Charter had come in so late that dinner had to be put off for him, and he had scarcely apologized to his hostess before he took the opportunity to walk up to Belhaven and inform him that he had just been to his house. Belhaven received this information with a slight inclination of the head and a look that was fully as hostile as Charter's own, but neither of them had had the chance to say more, and now Charter found himself seated beside Eva at the dinner table. He regretted that he had yielded to Pamela's persuasions and made the engagement in the hope of meeting Rachel there; it was almost too much to have to break bread at the same table with her husband, but having got himself into what he would have called "a confounded muddle," he had nothing to do but to make the best of it, and he sat there quietly observing them all, while Eva talked in snatches to first one and then to another. He had never found her as appealing as other men did and he could scarcely look at her now without anger. He longed to tell her what he thought of her for permitting her sister to sacrifice herself, and, with this in his mind, he looked down the long table and encountered the eyes of his host. Something in the look, guarded, enigmatical, mocking, arrested Charter's thought; it seemed to him to interpret the man. Astry's personality was enigmatical to most people. It had passed through some strange transitions: five years ago he might have been a Christian, indeed he had been much nearer one than many of those who profess Christianity; now he might as well be a Shintoist or an Indian medicine-man. He was sardonic, cold, he even suggested cruelty. It is curious what a hardening effect some of these pretty, little, dimpled women have on a man. Astry had hardened; he was urbane but he was sarcastic, yet no one was more easily acceptable, for his polish was so fine that it took the edge off his ill humor; it fitted him into any social niche and left his companions chilled to the marrow.
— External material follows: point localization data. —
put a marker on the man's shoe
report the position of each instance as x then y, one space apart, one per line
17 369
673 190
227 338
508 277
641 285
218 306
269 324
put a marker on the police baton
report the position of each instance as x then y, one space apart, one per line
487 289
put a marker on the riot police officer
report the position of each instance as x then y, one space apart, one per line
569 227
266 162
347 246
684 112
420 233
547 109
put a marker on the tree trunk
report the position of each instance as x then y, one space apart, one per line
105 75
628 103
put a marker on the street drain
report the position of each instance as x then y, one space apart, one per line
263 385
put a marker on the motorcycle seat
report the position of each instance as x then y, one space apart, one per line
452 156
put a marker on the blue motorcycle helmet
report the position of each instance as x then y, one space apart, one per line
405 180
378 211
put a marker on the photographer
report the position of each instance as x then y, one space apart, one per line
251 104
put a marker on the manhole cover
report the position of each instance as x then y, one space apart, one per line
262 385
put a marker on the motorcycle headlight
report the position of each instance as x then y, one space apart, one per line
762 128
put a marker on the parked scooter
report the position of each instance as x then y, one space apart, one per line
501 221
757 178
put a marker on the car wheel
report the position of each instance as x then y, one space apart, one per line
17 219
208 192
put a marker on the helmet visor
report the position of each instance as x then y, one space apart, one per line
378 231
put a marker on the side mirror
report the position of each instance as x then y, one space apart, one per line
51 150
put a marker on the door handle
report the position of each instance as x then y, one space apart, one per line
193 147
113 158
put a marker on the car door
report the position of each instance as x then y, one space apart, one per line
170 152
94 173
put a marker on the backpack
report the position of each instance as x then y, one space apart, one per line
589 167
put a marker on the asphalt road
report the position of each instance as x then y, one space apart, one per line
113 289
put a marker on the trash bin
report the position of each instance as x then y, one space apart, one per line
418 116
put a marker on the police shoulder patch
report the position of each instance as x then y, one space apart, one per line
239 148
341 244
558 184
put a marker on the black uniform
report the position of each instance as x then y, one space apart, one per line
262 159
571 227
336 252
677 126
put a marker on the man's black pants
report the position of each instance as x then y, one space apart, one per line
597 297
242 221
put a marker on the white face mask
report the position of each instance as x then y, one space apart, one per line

Charter, angry at himself for being there at all, glanced from Astry to Belhaven with contempt and anger, but even he recognized the change there. Belhaven, too, had greatly altered, but, in his case, there was a fine air of restraint, the effect of a refining influence which Charter saw with a pang of jealousy and with a maddening thought of Rachel as he had left her beside Belhaven's hearth. Belhaven loved her; he bore the evidence of it on his brow and he was able to face his antagonist without blenching, to even ignore their meeting at the club and Charter's insult, with something akin to dignity and without betraying, at the moment, the almost overwhelming shame that he felt. He had traveled the long road, he had nearly found the end, and he had the brooding air of a man who was only half aware of his surroundings. He scarcely glanced at the others except when directly addressed and his preoccupation would have been observed by people less engrossed in their own affairs, but they, too, were looking on at the game, each with his own idea about the next throw. Paul, fair and stout and visibly enjoying his dinner, was talking to pretty little Mrs. Prynne, whose face showed no more change than that of a wax doll, while Pamela, bright and restless, bantered gayly with old Dr. Macclesfield, and Sidney Billop ate plover with the eagerness of a hungry man whose conversational powers are limited and who recognizes a chef. Massena, dark, graceful, easily fluent; Colonel Sedley, florid and comfortable, talking to his hostess when he could get her undivided attention. Eva had never looked more lovely; her delicate face had the freshness of a girl and her soft eyes looked up with an innocent appeal that gave no hint of the suffering through which she, too, had passed. Eva's nature was too shallow to feel all that Belhaven felt; she had suffered after her own fashion, but Astry had been so much more merciful than she had expected that she had experienced a feeling of relief. If she could only readjust it all on the old scale of comfort and luxury, all might yet be well! Astry required so little of her,—he seemed to require less and less; and she was trying bravely to do her best, for she was eager to hide it, to get back all she had lost.

She leaned over and threw a careless remark to Sidney very much as some throw a bone to a dog.